Dans les balises envoyées aux commissions scolaires jeudi, le ministre de l'Éducation Sébastien Proulx ne tranche pas au couteau ce qui peut être inscrit sur la liste d’articles à acheter et ce qui ne doit pas l’être.

Le flou persiste sur les frais scolaires

En attendant un débat de fond sur la question des frais scolaires, le ministre de l’Éducation Sébastien Proulx exige aux écoles d’envoyer des factures raisonnables aux parents pour la rentrée de septembre.

Dans ses balises publiées jeudi, le ministre ne tranche pas au couteau ce qui peut être inscrit sur la liste d’articles à acheter et ce qui ne doit pas l’être.

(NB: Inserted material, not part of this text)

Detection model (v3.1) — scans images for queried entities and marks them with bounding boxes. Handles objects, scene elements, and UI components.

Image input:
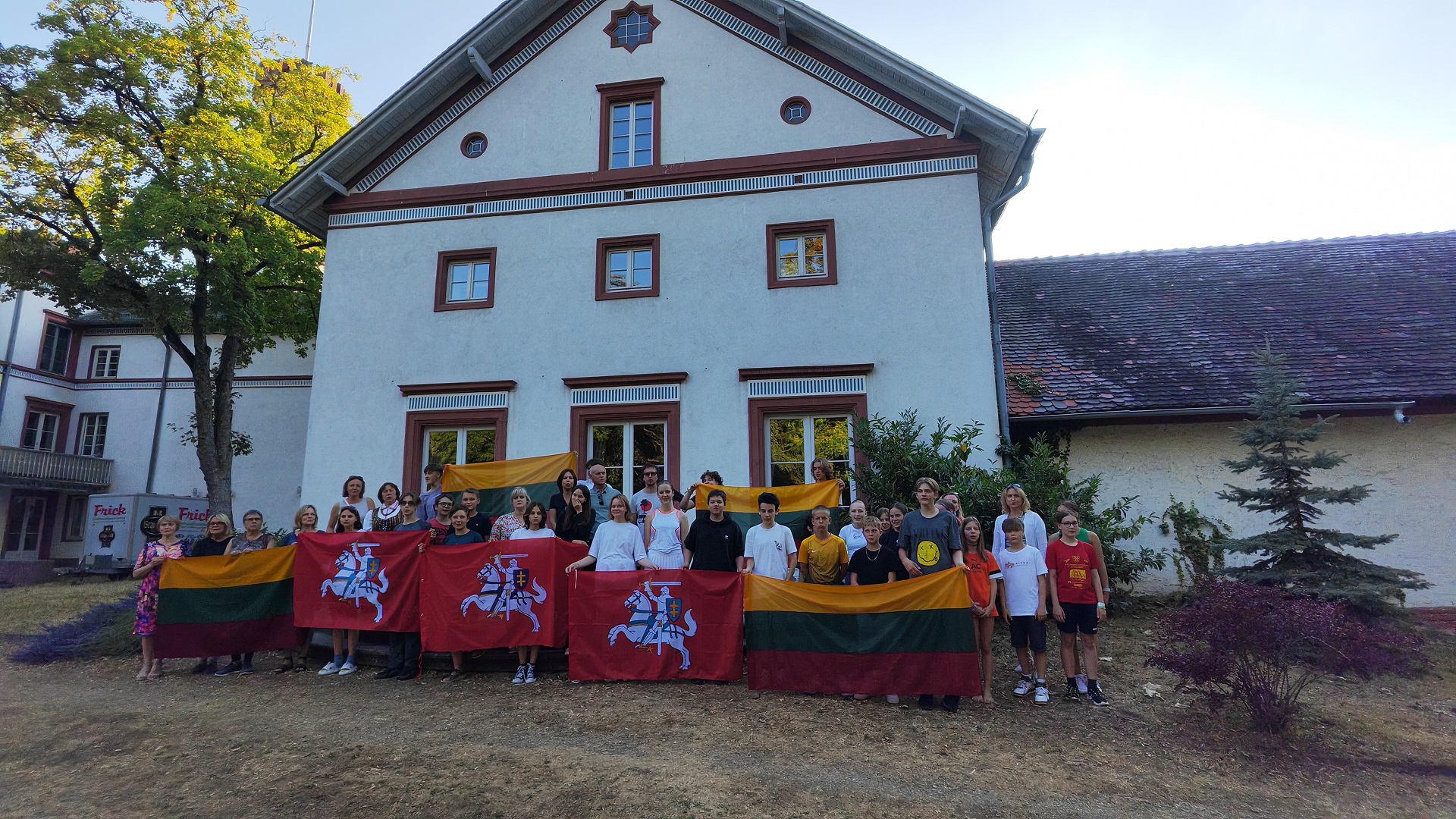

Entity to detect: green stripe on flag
[157,577,293,625]
[744,609,975,654]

Par exemple, le cas de la calculatrice reste flou. Si celle-ci est accessoire au cours de mathématiques et peu coûteuse, elle peut être chargée aux parents. Par contre, s’il s’agit d’une calculatrice spécialisée absolument nécessaire au cours et coûteuse, elle doit être fournie par l’école. 

M. Proulx concède que la solution qu’il met de l’avant ne va «tout régler» dans ce dossier. Il parle de l’année 2018-2019 comme d’une «année de transition» et s’engage, s’il est réélu, à tenir des consultations et à rédiger un projet de loi pour clarifier le concept de gratuité scolaire en 2019. 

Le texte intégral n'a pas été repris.